China NMPA Product Recall - Baby radiant warmer

Dräger Medical Devices (Shanghai) Co., Ltd. initiated a Level II voluntary recall, reported on June 29, 2016, and published by the National Medical Products Administration (NMPA) on August 30, 2016, for its Infant Radiant Warmers, specifically models Babytherm 8004 and 8010. This recall, affecting 657 units in China, addresses a significant safety concern identified by the company. The main issue arises when the warmers are inadvertently operated in skin temperature mode for preheating without a patient present.
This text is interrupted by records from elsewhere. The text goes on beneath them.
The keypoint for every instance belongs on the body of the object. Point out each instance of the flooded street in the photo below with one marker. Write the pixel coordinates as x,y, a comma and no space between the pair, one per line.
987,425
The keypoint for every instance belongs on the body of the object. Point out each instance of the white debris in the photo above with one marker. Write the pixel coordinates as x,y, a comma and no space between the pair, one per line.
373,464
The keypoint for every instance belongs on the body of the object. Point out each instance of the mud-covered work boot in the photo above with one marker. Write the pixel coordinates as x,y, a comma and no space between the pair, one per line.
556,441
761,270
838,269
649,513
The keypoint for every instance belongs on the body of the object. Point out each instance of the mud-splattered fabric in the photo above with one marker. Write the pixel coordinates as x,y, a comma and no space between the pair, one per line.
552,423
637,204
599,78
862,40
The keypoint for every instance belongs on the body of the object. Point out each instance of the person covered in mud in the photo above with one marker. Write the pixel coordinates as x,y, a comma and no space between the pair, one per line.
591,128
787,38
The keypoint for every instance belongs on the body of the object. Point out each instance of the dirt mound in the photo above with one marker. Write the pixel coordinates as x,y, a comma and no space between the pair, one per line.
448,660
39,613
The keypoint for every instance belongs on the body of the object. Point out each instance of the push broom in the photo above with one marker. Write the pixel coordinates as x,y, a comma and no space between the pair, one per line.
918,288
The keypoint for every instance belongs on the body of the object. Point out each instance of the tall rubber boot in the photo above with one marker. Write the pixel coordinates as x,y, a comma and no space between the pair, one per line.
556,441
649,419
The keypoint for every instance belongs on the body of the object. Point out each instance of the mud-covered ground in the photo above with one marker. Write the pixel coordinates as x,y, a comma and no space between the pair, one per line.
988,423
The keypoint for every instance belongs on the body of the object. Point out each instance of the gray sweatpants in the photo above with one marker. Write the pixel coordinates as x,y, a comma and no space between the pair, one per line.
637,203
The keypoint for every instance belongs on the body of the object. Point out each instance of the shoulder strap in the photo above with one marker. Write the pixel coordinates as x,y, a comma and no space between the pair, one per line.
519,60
In this scenario, the absence of a patient temperature sensor contact causes the radiant heater to maintain a continuously high power output. This sustained high power accelerates the aging of the heating element, posing a serious risk: parts may detach and fall onto the mattress, potentially igniting towels placed there. Dräger's investigation further revealed a deficiency in the product's user manual, which failed to provide clear warnings about this specific misoperation. Additionally, non-compliance with recommended regular heating element replacement by users contributed to the issue. As required actions under the NMPA framework, Dräger is implementing preventive measures, including the distribution of safety notices and updated instruction manuals to customers, offering essential guidance and warnings to mitigate this fire hazard and ensure safer product use.